Why this story matters:
The scandal triggered by the "abortion is ok" cover (below, right) shows that although 1 in 3 Polish women have had an abortion, it is still one of the biggest taboos in the country. The feature caused many people to publicly distance themselves from feminism, claiming they may be "pro-choice" but certainly not "pro-abortion".
It is therefore all the more bewildering that another cover (below, left) caused so little controversy. A alt-right activist is portrayed in a t-shirt with the logo of an openly racist and anti-semitic movement. The accompanying article was widely acknowledged as a praise-worthy attempt at understanding "the other side".
Attempts at creating bridges between opposing factions certainly deserve applause, but it is nevertheless noteworthy that nearly all of Poland was appalled by a positive message about abortion, and did not bat an eyelid when racism and anti-semitism were in the limelight.
Details from the story:
- On February 19, "Wysokie Obcasy" (in short "WO"), the biggest and most infuential feminist magazine in the country, featured three pro-abortion activists on its cover. The women wore t-shirts that read "Abortion is ok".
- The cover itself was an attempt at normalizing the language associated with abortion and showing that it doesn't necessarily have to be a traumatizing experience. The article followed the work of the activists, who travel across Poland and help women have pharmaceutical abortions.

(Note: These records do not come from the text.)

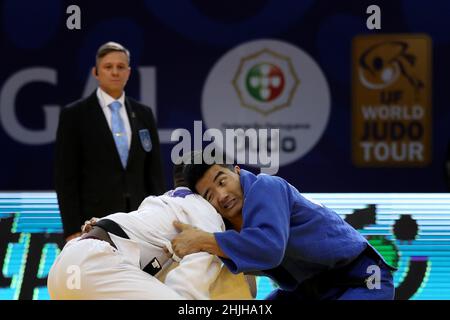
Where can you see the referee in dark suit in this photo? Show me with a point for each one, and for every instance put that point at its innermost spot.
(107, 148)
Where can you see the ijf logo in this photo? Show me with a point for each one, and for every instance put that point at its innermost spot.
(268, 84)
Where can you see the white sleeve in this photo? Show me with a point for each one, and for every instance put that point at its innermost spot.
(194, 275)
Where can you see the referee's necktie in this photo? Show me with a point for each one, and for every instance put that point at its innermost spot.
(118, 131)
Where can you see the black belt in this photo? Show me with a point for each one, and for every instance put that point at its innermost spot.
(154, 266)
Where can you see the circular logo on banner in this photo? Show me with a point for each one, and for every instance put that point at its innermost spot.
(269, 84)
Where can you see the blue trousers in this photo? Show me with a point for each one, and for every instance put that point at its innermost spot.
(359, 269)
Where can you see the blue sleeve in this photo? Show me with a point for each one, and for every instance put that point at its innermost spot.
(262, 241)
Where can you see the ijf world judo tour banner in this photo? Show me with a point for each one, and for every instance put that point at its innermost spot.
(358, 96)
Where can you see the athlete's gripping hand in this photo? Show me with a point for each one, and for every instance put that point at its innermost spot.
(188, 240)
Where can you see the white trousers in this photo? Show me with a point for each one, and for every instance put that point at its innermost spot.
(91, 269)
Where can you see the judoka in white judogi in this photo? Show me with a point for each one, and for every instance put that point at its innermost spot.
(107, 273)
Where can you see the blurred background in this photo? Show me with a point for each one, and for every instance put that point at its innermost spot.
(363, 113)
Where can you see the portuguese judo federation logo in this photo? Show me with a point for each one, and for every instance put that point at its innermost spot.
(265, 82)
(268, 84)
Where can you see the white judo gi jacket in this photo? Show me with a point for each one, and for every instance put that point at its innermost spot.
(107, 273)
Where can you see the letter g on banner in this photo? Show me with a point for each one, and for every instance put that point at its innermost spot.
(185, 18)
(8, 118)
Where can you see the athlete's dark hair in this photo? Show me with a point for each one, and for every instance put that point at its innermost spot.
(196, 168)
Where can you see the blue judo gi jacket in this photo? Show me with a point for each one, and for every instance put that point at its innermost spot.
(282, 228)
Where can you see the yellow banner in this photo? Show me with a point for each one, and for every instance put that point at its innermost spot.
(391, 100)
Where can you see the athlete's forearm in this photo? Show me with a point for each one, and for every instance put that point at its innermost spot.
(209, 244)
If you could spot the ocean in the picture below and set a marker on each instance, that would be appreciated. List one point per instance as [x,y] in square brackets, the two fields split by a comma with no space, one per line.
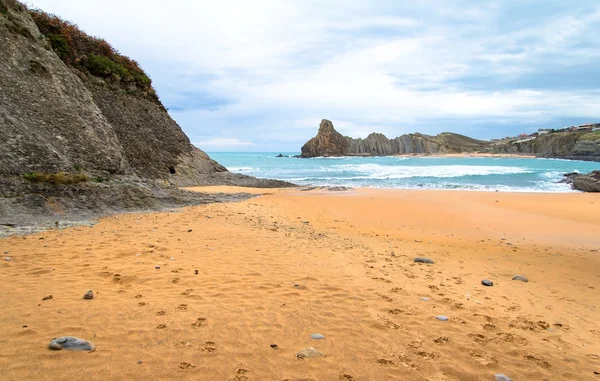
[468,173]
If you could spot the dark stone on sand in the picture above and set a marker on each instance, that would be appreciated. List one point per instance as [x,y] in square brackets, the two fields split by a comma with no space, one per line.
[71,343]
[521,278]
[308,353]
[423,260]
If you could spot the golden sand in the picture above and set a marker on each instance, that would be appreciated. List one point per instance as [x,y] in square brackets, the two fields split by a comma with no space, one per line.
[277,268]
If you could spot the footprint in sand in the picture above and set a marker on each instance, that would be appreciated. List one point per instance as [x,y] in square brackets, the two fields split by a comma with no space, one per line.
[489,327]
[442,340]
[209,346]
[385,362]
[240,375]
[426,355]
[186,366]
[538,360]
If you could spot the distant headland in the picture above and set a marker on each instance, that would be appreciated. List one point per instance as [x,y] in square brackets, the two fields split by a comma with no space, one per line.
[573,142]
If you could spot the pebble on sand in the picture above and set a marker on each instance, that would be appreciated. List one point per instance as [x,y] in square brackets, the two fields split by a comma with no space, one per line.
[308,353]
[423,260]
[71,343]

- The cover has caused an enormous scandal, even in liberal circles. People accused "WO" of using infantile esthetics that simplified the experience of abortion, of bias and a lack of strategic thinking. The government spokesperson, right-wing media, and also many women who took part in the pro-choice "Black Protests" distanced themselves from "WO".
- On March 6, "DF", a current affairs magazine, published by the same media outlet as "WO", released a cover on which a young nationalist wears a t-shirt with the symbol of "Falanga".
- "Falanga" has been the symbol of Polish alt-right groups since the 1930s. It is the official logo of "ONR" -- an organization that is openly racist and anti-semitic.